Ainsi de part et d'autre d'une ligne médiane, deux motifs s'éloignent...
Dans certains bijoux ce sont deux motifs semblables qui se font face, deux demicercles, par exemple, comme s'ils se reflétaient dans un miroir...Ce double jeu se fait egalement avec les matières.
Le noir de la laque correspond à la blancheur du diamant» page 57
Raymond Templier, Le bijou moderne
Laurence Mouillefarine et Véronique
Ristelhueber. Norma édition
Fondée en 1841, la maison éponyme accède à la notoriété grâce à Raymond Templier (1891-1968) lorsque celui-ci se distingue au Salon de la Société́ des artistes décorateurs (SAD) dès 1911. Ses créations marquées par des lignes pures révolutionnent le bijou qui devient Art déco puis Moderne.

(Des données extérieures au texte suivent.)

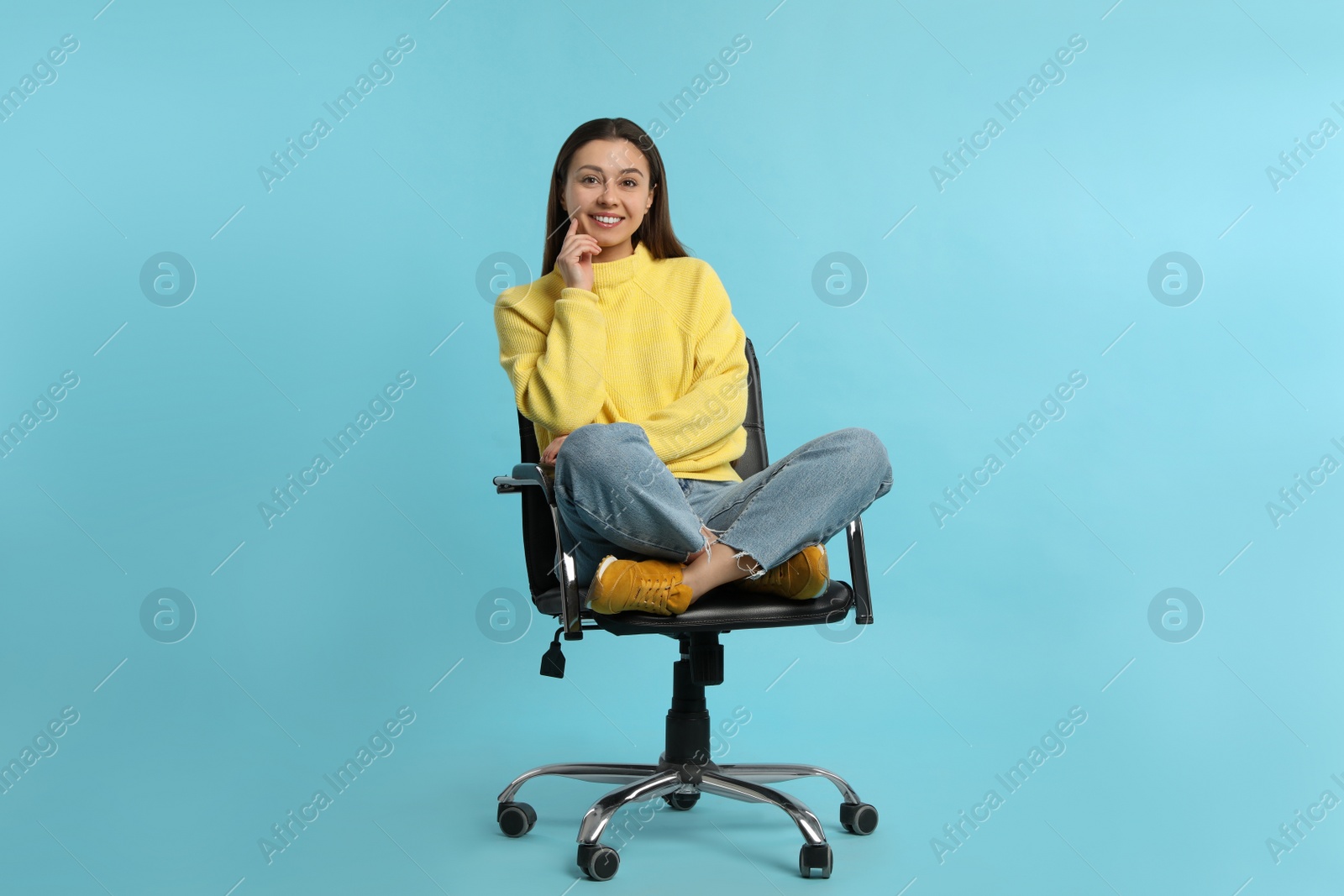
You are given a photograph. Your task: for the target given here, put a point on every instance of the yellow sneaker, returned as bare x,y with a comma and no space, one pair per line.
803,577
648,586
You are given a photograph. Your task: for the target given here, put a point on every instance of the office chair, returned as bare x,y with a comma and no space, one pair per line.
685,768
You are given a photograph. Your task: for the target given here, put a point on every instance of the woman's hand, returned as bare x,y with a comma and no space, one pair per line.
553,449
575,257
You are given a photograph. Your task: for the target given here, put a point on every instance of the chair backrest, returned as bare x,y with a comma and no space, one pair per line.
538,528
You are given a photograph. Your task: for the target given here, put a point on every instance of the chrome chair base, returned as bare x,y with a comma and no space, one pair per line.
680,786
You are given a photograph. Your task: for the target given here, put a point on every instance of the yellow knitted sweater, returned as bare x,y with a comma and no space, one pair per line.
655,343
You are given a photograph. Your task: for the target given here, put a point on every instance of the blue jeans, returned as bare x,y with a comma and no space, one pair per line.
617,497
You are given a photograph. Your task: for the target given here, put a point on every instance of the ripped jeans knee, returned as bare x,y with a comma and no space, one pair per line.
752,574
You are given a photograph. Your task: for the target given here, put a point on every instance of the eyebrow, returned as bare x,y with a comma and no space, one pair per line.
624,170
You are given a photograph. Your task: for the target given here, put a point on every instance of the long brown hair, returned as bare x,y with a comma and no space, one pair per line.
655,231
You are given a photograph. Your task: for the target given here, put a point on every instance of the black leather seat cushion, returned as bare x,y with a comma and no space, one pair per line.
721,610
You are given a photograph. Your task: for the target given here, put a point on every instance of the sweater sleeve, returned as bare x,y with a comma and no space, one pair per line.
557,374
717,402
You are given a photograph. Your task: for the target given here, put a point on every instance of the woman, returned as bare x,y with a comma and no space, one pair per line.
628,360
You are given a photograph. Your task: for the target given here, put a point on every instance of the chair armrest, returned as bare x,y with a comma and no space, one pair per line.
528,474
859,574
543,477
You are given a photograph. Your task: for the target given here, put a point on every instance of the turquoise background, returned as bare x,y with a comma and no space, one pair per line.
311,297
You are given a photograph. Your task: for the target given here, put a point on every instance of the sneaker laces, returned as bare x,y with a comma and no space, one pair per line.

Il contribue à la transition du style Art Nouveau au style Art Déco en rejetant les motifs traditionnels et les formes naturalistes au profit de conceptions géométriques inspirées de l’Antiquité. Lors de l’Exposition internationale des arts décoratifs et industriels modernes de 1925, ses créations avant-gardistes et audacieuses se distinguent : il utilise de manière innovante l’or, l’argent et le diamant, mais également des matériaux inédits en haute joaillerie tels que la laque, l’onyx et le cristal de roche.
Ses bijoux reflètent une esthétique de l’industrialisation, de la vitesse et de la modernité. À la création de l’Union des artistes modernes (UAM) en 1929, Raymond Templier devient secrétaire du comité directeur. Il est aux côtés de l’avant-garde qui transforme l’histoire des arts décoratifs.
La maison Templier participe en 1937 à l’Exposition internationale des arts et des techniques appliqués à la vie moderne. En 1954, la revue Mobilier et Décoration lui consacre un article : « Raymond Templier, architecte du bijou » rédigé par Renée Moutard-Uldry.